I recently visited The Cooper Union in Manhattan, where I toured the Albert Nerken School of Engineering. Here are some takeaways from my visit:

· Located downtown right by Astor Place, Cooper Union hosts undergraduate schools in art, architecture and engineering. While the art and architecture programs are hosted in the historical Foundation Building facing Astor Place, the engineering school is located down the block at Cooper’s sleek, modern 41 Cooper Square building, which opened in 2009.

· Although Cooper is no longer free, every undergraduate receives a half-tuition scholarship as well as any need-based aid for which they qualify.

· Cooper is made up primarily of 891 undergraduates, 490 of whom are in the engineering program.

· The engineering school offers majors in chemical, civil, electrical, mechanical and general engineering, as well as minors in computer science, math, chemistry and the humanities. It is generally easy for engineering students here to change their major early on. All students are required to take four humanities courses in their first two years, a project-based general engineering course in which they collaborate with students from across engineering disciplines, and a computer science course.

· The Vertically Integrated Projects (VIP) Program allows students to work on large-scale, interdisciplinary projects over several semesters while receiving faculty mentorship and opportunities for professional research.

· Engineering students can study abroad during the summer, conducting research in a lab or working on engineering-focused humanitarian projects across the globe.

· Intro classes have around 30 students, but class sizes eventually reach as small as 5-10 students. The engineering curriculum is rigorous, but students find support through resources like peer tutoring, office hours and a collaborative student body.

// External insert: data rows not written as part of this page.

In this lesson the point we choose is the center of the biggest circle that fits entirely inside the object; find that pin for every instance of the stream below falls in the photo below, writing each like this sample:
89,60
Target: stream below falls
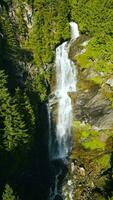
60,140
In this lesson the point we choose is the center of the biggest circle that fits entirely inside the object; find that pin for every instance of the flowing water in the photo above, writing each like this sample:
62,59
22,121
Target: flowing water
60,145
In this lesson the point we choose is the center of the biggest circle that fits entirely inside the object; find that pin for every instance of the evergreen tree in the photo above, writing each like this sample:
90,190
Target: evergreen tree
8,193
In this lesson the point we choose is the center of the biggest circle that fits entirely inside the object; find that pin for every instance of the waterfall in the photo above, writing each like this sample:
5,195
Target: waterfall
65,83
59,142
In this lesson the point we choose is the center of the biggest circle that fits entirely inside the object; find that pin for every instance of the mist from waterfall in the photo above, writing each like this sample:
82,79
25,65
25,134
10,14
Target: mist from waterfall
59,146
60,138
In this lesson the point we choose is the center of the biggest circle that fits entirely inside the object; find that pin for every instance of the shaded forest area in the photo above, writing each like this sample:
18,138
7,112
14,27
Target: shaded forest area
30,30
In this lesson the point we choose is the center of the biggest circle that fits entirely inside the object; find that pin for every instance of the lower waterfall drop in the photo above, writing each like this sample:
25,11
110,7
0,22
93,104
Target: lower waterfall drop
59,145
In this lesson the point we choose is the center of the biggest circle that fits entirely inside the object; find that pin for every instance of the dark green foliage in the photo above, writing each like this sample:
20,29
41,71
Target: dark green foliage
50,26
8,193
93,16
13,130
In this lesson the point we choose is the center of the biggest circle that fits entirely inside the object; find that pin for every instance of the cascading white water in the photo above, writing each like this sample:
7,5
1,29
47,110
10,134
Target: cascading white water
66,82
59,143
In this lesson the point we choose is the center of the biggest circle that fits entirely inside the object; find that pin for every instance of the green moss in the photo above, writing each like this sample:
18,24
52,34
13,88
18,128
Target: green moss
104,161
88,137
97,80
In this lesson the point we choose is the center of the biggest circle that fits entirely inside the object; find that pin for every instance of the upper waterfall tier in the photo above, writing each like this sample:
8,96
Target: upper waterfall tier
65,83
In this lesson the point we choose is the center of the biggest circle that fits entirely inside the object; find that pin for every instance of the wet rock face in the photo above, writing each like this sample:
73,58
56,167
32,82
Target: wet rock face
91,107
91,158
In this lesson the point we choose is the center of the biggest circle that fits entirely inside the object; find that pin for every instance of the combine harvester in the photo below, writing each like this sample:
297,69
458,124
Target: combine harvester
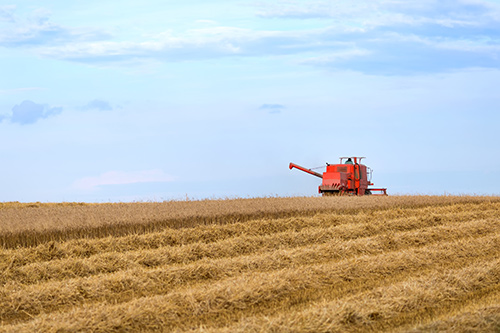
346,178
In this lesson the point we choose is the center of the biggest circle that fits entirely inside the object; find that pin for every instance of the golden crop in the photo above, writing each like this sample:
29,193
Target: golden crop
333,264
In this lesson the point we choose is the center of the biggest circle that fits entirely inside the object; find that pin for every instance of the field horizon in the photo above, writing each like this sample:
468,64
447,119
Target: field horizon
296,264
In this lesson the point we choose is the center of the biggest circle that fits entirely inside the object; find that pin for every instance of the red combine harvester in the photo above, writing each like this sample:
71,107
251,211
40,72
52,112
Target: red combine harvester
346,178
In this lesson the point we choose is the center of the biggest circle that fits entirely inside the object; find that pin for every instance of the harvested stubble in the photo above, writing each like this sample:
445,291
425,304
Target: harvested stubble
412,265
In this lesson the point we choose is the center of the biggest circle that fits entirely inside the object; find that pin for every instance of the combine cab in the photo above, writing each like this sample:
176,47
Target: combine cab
349,177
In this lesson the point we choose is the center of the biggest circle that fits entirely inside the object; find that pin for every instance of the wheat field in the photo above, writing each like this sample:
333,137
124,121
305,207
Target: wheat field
301,264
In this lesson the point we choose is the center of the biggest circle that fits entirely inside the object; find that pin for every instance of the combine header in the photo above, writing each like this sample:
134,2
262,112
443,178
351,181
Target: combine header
349,177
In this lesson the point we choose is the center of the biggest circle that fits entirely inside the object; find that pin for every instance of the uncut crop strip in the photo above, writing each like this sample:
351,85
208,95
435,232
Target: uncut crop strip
83,248
228,299
35,299
51,222
291,263
351,228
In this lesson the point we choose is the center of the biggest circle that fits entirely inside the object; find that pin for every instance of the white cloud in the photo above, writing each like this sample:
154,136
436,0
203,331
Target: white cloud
121,178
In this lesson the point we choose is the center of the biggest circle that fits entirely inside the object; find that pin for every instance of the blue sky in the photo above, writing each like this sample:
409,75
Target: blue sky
158,100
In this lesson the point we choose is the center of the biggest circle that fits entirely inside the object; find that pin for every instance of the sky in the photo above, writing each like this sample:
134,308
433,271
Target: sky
118,101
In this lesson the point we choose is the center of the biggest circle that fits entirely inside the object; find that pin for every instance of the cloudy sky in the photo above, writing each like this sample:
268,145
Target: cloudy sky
158,100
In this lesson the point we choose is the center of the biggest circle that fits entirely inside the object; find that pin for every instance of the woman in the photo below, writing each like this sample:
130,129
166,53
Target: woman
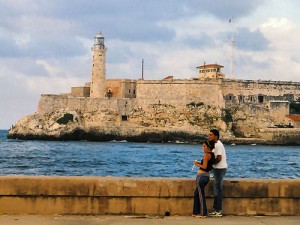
202,179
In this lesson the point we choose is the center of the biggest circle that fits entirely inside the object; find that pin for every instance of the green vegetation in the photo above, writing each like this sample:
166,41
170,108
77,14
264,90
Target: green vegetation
65,119
295,107
195,104
226,116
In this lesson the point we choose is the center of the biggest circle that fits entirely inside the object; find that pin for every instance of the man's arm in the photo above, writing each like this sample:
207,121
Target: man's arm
218,159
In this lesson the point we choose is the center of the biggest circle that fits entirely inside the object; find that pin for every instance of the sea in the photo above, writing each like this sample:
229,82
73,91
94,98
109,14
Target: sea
127,159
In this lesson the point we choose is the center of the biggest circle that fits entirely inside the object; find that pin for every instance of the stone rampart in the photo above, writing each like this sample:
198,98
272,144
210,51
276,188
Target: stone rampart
180,92
117,195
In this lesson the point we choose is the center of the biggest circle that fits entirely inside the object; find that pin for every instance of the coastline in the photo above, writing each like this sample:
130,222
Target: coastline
144,137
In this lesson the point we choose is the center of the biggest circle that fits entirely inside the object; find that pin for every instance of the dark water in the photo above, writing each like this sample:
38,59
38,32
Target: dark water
140,159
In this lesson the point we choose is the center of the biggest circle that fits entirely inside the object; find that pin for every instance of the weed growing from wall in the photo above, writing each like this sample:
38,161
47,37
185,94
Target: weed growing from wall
65,119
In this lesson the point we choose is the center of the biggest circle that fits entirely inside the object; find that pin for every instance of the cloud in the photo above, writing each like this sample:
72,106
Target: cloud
46,45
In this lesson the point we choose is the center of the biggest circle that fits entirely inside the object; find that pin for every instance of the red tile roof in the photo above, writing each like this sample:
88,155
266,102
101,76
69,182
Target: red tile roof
294,117
210,66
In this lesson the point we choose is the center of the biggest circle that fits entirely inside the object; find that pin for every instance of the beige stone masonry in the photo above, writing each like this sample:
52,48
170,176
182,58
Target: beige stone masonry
118,195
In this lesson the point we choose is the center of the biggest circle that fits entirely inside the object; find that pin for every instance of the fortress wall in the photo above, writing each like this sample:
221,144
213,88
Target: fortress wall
276,90
179,92
152,196
281,135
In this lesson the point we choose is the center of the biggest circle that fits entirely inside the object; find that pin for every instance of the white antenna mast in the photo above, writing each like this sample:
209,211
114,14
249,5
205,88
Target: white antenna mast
232,51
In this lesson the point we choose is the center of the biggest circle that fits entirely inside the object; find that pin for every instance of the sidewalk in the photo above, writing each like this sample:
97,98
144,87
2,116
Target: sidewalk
132,220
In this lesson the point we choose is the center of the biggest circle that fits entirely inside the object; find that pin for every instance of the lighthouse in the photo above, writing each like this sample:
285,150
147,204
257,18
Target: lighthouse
97,89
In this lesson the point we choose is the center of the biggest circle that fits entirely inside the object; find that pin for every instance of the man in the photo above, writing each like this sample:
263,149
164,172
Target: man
219,171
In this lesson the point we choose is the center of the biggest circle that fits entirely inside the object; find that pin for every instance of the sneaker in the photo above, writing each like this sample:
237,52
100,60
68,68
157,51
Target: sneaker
215,214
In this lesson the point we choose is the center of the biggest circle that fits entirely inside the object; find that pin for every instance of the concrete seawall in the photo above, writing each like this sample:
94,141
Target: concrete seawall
119,195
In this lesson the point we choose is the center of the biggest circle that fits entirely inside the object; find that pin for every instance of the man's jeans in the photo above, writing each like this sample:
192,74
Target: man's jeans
218,182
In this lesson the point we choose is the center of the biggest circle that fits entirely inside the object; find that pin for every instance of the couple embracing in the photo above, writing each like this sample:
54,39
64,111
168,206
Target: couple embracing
214,158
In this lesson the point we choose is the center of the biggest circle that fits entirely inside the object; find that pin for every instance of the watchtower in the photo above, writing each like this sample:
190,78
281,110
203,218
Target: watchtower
210,71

· Freshman housing is guaranteed. Cooper owns one dorm a few blocks up from campus, which features apartment-style singles, co-ed floors, social spaces with ping pong tables and the like and a cafe downstairs. 83% of freshman live in the dorm, and sometimes a few rooms are available for upperclassmen. Everyone else commutes to campus, with many local students saving money by living at home with their families.

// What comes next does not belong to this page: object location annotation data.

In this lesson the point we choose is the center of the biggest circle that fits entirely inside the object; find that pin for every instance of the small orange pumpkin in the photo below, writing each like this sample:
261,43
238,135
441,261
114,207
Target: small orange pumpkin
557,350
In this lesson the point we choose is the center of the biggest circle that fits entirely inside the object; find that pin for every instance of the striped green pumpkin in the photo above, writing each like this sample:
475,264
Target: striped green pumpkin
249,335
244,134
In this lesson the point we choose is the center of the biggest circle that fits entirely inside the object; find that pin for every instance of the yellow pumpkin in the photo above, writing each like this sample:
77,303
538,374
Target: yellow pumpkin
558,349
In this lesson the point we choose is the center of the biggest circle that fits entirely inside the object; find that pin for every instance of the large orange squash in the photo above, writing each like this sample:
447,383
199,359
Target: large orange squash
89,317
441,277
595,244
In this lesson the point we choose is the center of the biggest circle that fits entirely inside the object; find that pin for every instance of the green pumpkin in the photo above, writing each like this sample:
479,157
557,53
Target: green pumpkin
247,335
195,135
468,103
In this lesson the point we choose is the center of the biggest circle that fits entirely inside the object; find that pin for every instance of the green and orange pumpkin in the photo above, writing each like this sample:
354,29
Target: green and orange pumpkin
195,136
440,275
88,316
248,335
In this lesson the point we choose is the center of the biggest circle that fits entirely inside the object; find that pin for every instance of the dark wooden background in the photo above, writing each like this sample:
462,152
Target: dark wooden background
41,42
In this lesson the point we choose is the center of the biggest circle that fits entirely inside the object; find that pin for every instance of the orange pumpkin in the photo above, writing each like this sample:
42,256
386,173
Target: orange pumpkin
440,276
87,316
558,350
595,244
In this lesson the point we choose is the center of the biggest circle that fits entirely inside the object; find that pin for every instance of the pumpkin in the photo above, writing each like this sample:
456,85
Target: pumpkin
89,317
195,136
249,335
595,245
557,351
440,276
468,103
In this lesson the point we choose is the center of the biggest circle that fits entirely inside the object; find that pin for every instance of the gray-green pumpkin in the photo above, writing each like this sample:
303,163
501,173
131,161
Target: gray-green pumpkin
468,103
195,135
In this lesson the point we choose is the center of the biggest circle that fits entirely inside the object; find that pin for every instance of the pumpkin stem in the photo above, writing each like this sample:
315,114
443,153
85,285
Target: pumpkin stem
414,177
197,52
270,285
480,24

· While there is one fraternity on campus, Cooper is not known for being a party school. The workload is heavy, and students often socialize at the library or while working on collaborative projects at 41 Cooper Square. The building houses a lounge, a small cafe, an art gallery where students display their work, and an outdoor terrace and garden (managed by the student gardening club). Other popular activities include going out in the city, partaking in one of the 60 student clubs, such as orchestra, a cappella groups, engineering competition teams or club sports, and hanging out in the dorm. There are designated club hours each week when no classes or office hours are held so that students don’t have to worry about missing club meetings.

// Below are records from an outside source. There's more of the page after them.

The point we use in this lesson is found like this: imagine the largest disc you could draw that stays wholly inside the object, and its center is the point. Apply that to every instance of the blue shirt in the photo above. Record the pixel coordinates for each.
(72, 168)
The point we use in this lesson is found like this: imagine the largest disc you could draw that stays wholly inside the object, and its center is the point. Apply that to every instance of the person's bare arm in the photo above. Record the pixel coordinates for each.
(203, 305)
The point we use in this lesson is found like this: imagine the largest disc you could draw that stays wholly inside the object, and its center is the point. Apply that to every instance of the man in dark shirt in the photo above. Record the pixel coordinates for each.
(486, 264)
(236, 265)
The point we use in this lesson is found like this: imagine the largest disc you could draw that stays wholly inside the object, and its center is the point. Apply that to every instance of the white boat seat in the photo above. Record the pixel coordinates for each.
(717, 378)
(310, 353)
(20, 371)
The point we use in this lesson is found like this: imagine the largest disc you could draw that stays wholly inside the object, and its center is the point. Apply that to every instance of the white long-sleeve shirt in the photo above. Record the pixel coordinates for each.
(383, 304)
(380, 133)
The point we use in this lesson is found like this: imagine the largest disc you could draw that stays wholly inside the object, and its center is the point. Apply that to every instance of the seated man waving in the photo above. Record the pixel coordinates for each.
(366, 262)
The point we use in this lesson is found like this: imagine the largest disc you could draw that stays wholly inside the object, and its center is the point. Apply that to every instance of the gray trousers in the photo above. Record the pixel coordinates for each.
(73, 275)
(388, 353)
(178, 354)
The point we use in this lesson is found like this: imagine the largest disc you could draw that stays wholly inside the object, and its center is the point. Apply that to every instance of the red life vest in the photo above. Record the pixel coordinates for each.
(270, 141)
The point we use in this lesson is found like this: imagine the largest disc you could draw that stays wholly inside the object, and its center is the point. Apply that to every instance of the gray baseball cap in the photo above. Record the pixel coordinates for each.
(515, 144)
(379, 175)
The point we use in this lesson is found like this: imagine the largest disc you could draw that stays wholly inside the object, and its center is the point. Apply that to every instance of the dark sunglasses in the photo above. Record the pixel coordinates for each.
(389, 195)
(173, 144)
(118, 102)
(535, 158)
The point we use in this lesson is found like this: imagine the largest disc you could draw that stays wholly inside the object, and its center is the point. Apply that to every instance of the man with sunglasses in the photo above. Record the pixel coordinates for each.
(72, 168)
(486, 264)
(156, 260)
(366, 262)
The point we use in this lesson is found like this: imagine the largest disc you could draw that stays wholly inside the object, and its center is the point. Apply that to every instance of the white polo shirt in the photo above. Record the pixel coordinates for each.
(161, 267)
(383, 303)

· Engineering students mingle with art and architecture students through clubs, gen ed courses, electives, shared housing and joint research projects.

· A number of Cooper student organizations share space and/or members with NYU and The New School, including Hillel, the Black Student Union, and various professional societies.

· Students have access to extensive state-of-the-art engineering facilities at 41 Cooper Square, including a motor sports lab where students design, build and race a car each year, a fluid hydraulics lab that mimics seismic activity, a vibration and acoustics lab and many more major-specific labs.